Simulation is widely used to design and optimize manufacturing systems. However, the
creation of simulation models becomes a very complicated task when the system under study
has a high number of elements and interconnections between them. This is why simulation is
complex and time-consuming in the case of global production networks (GPNs). This type of
manufacturing network is used nowadays by companies of any size, but the complexity of the
material and information flows, which occur throughout a large number of production sites,
implies that it is difficult to achieve their full potential. Therefore, the need for improving the
current methods for creating simulation models arises. This way the simulation of global
production networks will be more accessible regarding the required time and cost and this will
allow the improvement of the design and operation of such networks. Ontologies represent
domains by describing concepts (classes) from the domain and the relations between them.

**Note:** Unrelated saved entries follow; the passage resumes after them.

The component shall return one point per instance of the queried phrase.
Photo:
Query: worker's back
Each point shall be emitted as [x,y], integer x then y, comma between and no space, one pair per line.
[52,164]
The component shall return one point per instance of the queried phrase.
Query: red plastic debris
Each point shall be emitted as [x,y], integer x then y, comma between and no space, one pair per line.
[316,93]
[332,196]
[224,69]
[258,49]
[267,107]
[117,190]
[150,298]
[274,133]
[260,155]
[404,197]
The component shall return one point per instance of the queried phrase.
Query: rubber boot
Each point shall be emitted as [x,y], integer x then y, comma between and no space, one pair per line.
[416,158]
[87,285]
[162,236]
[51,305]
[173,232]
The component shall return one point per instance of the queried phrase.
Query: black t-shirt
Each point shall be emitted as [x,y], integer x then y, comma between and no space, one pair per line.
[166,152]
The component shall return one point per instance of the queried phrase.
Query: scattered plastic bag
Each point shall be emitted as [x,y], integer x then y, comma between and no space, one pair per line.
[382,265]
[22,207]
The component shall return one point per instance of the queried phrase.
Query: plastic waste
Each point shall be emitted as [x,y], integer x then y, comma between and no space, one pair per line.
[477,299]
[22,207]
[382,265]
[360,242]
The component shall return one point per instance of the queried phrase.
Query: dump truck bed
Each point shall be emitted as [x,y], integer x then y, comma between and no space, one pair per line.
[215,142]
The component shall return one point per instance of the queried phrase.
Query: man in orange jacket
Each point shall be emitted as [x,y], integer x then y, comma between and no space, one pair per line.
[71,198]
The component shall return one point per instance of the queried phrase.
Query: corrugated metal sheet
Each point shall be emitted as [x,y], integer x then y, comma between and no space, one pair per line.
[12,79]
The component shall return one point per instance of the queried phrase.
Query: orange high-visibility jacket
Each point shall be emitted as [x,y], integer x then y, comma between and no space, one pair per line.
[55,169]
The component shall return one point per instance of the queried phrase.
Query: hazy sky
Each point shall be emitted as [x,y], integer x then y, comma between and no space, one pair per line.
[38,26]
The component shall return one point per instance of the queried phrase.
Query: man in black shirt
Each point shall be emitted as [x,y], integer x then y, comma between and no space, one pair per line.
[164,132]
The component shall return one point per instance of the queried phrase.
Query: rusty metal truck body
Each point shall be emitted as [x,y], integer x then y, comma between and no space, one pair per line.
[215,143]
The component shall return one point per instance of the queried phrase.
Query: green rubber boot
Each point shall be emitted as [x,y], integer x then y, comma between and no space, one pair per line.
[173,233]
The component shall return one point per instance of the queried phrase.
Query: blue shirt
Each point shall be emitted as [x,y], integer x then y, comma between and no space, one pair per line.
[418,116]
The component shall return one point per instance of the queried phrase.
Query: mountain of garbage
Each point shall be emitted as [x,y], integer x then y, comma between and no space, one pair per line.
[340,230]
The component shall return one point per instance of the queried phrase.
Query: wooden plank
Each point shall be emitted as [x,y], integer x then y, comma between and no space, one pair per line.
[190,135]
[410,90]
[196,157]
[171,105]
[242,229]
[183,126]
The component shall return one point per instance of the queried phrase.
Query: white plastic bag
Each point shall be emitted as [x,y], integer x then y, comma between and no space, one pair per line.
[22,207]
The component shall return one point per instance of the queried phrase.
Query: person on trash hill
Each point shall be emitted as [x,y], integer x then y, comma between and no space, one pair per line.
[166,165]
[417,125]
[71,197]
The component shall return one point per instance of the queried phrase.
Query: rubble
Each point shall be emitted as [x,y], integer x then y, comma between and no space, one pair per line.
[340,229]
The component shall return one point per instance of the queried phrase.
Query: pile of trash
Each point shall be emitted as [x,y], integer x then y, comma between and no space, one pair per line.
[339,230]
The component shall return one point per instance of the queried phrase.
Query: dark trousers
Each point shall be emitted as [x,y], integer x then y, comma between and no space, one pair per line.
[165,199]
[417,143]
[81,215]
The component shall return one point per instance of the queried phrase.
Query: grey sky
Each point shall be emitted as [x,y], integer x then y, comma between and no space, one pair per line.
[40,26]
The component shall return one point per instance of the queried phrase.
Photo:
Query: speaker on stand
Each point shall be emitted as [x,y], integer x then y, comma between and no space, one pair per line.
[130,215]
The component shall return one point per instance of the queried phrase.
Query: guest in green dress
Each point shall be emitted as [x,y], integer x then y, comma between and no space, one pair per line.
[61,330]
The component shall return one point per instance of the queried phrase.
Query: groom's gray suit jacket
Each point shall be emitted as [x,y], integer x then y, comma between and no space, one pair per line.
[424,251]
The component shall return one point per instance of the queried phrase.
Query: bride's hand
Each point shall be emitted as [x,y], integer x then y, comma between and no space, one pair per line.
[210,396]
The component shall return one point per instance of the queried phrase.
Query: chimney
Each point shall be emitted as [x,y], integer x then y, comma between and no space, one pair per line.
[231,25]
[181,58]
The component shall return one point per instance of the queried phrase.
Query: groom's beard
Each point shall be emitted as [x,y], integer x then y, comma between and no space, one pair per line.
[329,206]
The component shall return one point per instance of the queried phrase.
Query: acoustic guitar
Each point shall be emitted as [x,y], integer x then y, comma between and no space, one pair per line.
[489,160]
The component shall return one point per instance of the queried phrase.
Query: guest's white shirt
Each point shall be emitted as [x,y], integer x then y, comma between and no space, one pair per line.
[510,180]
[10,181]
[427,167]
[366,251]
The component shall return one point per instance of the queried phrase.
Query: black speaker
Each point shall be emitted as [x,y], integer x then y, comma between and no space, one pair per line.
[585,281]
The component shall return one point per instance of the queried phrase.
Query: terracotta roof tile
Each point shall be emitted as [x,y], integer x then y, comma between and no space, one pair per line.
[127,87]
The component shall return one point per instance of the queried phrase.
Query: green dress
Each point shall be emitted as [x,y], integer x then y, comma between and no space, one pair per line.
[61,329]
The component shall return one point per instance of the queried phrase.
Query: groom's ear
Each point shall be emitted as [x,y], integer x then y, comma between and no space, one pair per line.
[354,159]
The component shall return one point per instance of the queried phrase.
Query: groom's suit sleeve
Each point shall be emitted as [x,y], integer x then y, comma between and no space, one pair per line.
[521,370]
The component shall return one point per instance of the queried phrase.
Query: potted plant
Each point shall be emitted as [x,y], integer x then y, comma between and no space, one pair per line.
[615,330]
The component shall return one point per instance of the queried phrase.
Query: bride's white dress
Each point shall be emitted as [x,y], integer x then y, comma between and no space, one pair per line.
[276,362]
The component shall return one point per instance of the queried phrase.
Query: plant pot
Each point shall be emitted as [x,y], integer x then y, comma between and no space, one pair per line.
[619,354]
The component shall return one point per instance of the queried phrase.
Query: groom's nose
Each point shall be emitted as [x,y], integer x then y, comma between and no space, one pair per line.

Among the wide variety of their applications, they have been used to represent processes from
manufacturing systems, as they present the information in a structured way and with a defined
terminology that supports the interoperability of different applications. This thesis proposes a
method that uses these ontologies to identify simulation modules that can be later implemented
in a simulation software. The method is based on the examination of the ontology classes to
identify the modules and on defining the interfaces between them by looking at the ontology
relations. The method is later applied for an ontology that models the order processing in
GPNs, in order to identify and develop general simulation modules. The resulting modules
facilitate the creation of simulation models by grouping several functions and avoiding the
repetitive task that would imply modelling these functions separately. Another advantage of
the modules is that they are reusable for different cases of GPNs. Finally, the general modules
have been instantiated for specific examples to prove that they allow the representation of the
systems in a valid way.